Explanatory Memorandum
(Circulated by authority of the Treasurer, the Hon Peter Costello, MP)Chapter 7 cont'd - Regulation impact statement
Background
7.30 The UCA regime contains concessional rules that can apply in certain circumstances, such as where there is a change in ownership in a partnership. Broadly, these rules allow taxpayers to ignore any balancing adjustment amounts which are potentially assessable. Roll-over relief avoids taxation of the unrealised capital gains of partners not selling their interests.
7.31 The provisions allowing roll-over relief do not apply to assets held under the STS rules.
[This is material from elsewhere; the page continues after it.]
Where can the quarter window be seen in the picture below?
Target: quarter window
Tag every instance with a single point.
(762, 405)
Representations made to the Government raised the absence of roll-over relief in the STS as an issue.
Policy objective
7.32 The objective of the measure is to provide optional roll-over relief for balancing adjustments arising from the partial changeover of ownership of depreciating assets, for partnerships in the STS.
Implementation options
7.33 Roll-over relief could commence prospectively or retrospectively.
7.34 The advantages of retrospective commencement from 1 July 2001 (the commencement date of the STS) is that this would enable small business to access the maximum benefit of the STS.
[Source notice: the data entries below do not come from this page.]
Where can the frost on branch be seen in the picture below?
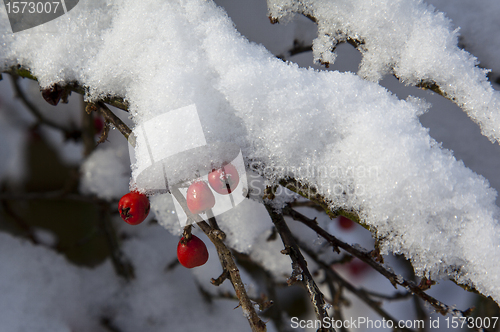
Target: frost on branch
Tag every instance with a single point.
(407, 38)
(363, 150)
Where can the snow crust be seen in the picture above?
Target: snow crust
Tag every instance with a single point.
(410, 39)
(351, 139)
(41, 291)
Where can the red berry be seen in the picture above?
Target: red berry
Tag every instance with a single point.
(345, 223)
(134, 208)
(224, 180)
(52, 94)
(199, 197)
(192, 253)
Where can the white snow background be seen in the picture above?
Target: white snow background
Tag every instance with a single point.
(162, 55)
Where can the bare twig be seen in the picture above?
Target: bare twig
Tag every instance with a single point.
(121, 264)
(115, 101)
(360, 293)
(68, 133)
(299, 264)
(110, 117)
7.35 The disadvantage of retrospective commencement is that the ATO would incur additional administrative costs in publicising the change and educating those affected by the change. It would also need to process amendment requests for taxpayers who have already lodged their income tax returns but who wish to enter the STS as a result of the change. The inability of taxpayers to do so would be the main disadvantage of prospective commencement.
Analysis of costs/benefits
7.36 Incorporating roll-over relief into the STS will remove a disincentive to entry to the STS. Also, the absence of roll-over relief has tax consequences for STS taxpayers where assets are transferred to, within or from the STS. STS partnership taxpayers may face an unexpected increase in their tax liability in a year when a variation in the partnership occurs. Partners who did not trigger the liability are taxed on unrealised capital gains, while other owners of assets are not taxed until realisation. This can cause cash flow problems. More importantly, roll-over relief is used to introduce the next generation into family businesses without adverse tax consequences. This is of particular significance to small businesses and primary producers.
7.37 As roll-over relief is optional, taxpayers will be required to elect for roll-over relief to apply. They will do so in writing, within six months of the end of the relevant income year. They will also be required to retain this election for five years.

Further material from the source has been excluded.